Le marché du travail américain tire la reprise

La forme de la reprise actuelle est très différente de celle des dernières reprises économiques. Le marché du travail américain mène la reprise. La consommation de biens a non seulement permis à la croissance du PIB de sortir de la récession, mais connaît également une reprise de l’emploi beaucoup plus forte que n’importe quelle autre depuis les années 1990. (Voir Figure 1.)

Figure 1

Croissance de l'emploi par grands secteurs économiques après les récessions, 1970-2023

En termes de phénomènes macroéconomiques plus larges, le résultat d’une forte croissance de l’emploi avec un ralentissement de la croissance du PIB est une productivité mesurée plus faible.
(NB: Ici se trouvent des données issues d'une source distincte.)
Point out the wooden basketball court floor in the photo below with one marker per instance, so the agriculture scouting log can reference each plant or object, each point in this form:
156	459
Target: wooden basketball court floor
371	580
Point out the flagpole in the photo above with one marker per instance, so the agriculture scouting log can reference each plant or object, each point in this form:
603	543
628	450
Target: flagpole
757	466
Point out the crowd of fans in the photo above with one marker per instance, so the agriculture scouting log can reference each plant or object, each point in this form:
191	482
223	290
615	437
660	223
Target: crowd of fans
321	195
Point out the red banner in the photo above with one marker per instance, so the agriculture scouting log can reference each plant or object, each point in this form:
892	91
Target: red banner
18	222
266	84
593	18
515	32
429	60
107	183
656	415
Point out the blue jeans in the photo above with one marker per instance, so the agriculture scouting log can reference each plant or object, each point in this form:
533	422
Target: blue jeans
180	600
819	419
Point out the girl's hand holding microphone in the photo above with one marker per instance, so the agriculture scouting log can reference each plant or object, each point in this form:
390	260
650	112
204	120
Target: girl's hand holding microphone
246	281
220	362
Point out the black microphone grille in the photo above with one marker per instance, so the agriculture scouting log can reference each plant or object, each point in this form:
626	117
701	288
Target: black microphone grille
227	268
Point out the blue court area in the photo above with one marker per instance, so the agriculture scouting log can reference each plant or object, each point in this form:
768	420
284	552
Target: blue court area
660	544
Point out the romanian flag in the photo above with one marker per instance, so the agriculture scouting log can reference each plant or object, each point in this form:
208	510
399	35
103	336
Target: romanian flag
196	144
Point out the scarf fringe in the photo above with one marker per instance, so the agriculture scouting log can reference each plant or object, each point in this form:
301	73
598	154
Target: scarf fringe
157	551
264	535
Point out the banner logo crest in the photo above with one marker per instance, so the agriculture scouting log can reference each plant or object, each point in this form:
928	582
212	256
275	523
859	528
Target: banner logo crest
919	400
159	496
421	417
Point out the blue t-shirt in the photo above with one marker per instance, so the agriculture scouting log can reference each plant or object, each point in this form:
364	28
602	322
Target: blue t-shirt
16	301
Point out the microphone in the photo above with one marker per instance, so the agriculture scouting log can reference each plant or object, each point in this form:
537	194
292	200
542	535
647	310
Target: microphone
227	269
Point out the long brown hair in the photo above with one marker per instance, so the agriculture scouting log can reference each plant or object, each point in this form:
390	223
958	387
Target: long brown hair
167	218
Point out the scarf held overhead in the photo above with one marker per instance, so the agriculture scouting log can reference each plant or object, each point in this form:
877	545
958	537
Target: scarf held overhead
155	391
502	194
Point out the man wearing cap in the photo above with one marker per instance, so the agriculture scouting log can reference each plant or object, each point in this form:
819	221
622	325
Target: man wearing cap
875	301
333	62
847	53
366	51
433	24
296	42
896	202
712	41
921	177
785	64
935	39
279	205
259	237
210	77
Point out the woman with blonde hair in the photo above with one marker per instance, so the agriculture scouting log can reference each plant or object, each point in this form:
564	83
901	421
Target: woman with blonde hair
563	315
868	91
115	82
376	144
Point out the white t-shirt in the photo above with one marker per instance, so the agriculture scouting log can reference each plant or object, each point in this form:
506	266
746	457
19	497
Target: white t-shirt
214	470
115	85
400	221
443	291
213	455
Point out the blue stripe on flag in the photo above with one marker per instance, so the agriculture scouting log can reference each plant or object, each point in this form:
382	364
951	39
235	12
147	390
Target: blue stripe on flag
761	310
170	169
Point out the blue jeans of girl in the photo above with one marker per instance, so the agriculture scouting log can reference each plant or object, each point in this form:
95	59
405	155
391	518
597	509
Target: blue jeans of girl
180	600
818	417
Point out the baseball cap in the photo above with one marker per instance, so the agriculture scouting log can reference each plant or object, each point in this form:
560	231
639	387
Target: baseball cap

Il est encore trop tôt pour se demander précisément pourquoi la productivité serait faible en ce moment compte tenu du nombre de perturbations dans l’économie et des effets mécaniques des chocs sur l’emploi et la production. Même encore, les baisses de productivité dans les économies avancées ne sont pas inhabituelles, ce qui souligne la nécessité pour les politiques de se concentrer sur l’augmentation de la productivité.

Le Royaume-Uni, par exemple, a connu une forte reprise de l’emploi avec une très faible croissance du PIB après la Grande Récession. L’absence de croissance de la productivité qui a résulté de ces tendances reste difficile à attribuer à un facteur spécifique, mais après une décennie, il y a peu de débat sur le fait qu’il s’agit d’un phénomène réel qui rend la vie matériellement pire là-bas.

Vents contraires à l’étranger

Tout comme elle l’a fait immédiatement après la récession de Covid-19, l’économie américaine a connu bon nombre des perturbations des prix et de la chaîne d’approvisionnement auxquelles sont confrontées d’autres économies avancées, mais a augmenté plus fortement, une tendance qui semble se poursuivre en 2023. La source de la force est les États-Unis récoltent les bénéfices qu’ils ont semés avec un soutien des ménages exceptionnellement fort au plus fort de la pandémie. Les consommateurs américains ont été à l’origine de cette reprise du côté de la consommation, et les travailleurs ont été à l’origine de la reprise du côté de la production.

Les décideurs américains doivent toutefois reconnaître que les États-Unis ne sont pas une île. Le ralentissement de la croissance à l’étranger est une raison de plus pour laquelle la politique économique américaine doit donner la priorité à l’emploi maximum, d’autant plus que l’inflation reflue.